Les États-Unis ont l'habitude « de gérer les situations difficiles » avec Ankara. Ce n'est pas un long fleuve tranquille », dit Jean Marcou.

Objet de chantage

Le putsch raté a aussi ébranlé les relations, déjà compliquées, d'Ankara avec l'Union européenne. Bruxelles a menacé de geler les négociations d'adhésion d'Ankara face à la purge radicale en cours en Turquie. L'Autriche vient d'appeler à mettre fin à « cette fiction », disant tout haut ce que beaucoup pensent tout bas dans l'UE - et en Turquie.

Ankara de son côté brandit l'accord de mars sur les migrants, un potentiel objet de chantage. Cet accord a tari, du jour au lendemain, le flot de réfugiés vers l'Europe de l'Ouest et du Nord. À l'immense soulagement de l'UE.

Si la Turquie le reniait, ce serait « la politique du pire », dit M. Marcou.
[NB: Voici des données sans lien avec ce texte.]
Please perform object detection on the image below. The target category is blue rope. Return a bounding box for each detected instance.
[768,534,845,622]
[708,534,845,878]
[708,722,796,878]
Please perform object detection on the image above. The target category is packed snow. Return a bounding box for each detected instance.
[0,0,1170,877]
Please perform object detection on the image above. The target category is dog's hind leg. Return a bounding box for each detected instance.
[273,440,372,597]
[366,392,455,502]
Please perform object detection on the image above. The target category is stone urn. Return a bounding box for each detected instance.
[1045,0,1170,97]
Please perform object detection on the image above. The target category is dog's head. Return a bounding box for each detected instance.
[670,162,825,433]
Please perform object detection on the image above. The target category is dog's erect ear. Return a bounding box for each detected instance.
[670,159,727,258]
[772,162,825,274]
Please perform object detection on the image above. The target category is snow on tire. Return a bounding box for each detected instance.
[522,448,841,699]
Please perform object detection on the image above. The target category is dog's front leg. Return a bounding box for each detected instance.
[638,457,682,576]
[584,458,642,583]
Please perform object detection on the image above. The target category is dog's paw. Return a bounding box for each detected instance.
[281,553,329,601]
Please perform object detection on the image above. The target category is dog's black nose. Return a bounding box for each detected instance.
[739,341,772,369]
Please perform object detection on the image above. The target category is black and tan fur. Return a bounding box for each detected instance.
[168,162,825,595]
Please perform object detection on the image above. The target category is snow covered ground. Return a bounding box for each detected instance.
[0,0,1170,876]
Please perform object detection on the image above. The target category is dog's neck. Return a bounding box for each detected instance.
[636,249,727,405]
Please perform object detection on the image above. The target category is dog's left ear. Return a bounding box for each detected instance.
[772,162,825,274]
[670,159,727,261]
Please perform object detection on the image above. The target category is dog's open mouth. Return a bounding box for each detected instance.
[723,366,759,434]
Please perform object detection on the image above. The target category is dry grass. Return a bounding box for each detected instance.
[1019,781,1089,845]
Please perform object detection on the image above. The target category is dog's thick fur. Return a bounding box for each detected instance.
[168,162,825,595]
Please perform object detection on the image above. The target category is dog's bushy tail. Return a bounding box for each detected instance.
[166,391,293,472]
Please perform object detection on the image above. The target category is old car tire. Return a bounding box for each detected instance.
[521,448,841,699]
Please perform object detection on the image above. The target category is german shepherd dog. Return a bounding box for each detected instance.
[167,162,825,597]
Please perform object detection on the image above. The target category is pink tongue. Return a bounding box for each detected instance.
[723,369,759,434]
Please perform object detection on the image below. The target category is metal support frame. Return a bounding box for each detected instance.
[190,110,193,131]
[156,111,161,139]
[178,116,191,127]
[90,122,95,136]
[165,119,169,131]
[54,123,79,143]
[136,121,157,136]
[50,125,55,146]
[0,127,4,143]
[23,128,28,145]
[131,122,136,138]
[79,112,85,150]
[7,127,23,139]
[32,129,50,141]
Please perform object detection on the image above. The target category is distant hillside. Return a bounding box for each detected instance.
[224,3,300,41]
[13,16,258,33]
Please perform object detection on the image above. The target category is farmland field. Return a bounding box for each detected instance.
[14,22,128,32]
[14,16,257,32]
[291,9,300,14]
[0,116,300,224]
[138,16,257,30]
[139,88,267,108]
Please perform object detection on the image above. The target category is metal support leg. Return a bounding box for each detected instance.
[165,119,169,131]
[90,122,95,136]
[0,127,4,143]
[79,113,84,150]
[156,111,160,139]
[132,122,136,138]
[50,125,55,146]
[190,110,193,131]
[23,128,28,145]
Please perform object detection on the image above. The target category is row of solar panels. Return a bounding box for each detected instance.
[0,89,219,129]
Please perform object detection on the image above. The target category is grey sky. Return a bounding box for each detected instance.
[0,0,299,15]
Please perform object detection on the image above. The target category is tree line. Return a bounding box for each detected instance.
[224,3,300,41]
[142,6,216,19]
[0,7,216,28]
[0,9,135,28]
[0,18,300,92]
Mais elle ne souhaite probablement pas revenir à une situation où « des milliers de réfugiés passaient par ses côtes pour aller en Grèce », la poussant à des interventions dans des « zones sensibles » de l'Égée.

Dans ce contexte de tensions exacerbées, les lauriers tressés à Moscou détonnent : le chef de la diplomatie Mevlüt Cavusoglu a remercié le président Vladimir Poutine « pour le soutien inconditionnel de la Russie, contrairement aux autres pays ».

Le président Erdogan est attendu en Russie le 9 août pour sceller la réconciliation après une brouille de dix mois.

Mais « on n'en est pas à une alliance même s'il y a un rapprochement », qui a d'ailleurs des « motivations économiques évidentes », note M. Marcou, il reste trop « d'antagonismes : Syrie, Moyen-Orient ou Ukraine ».

L'expert turc relève de son côté qu'« il n'y a pas une seule question de crise internationale sur laquelle les Turcs et les Russes s'entendent, pas une ».

Par conséquent, en dépit des diatribes turques, « l'alliance turco-occidentale reste un axe structurant de la politique étrangère de la Turquie », pour M. Marcou.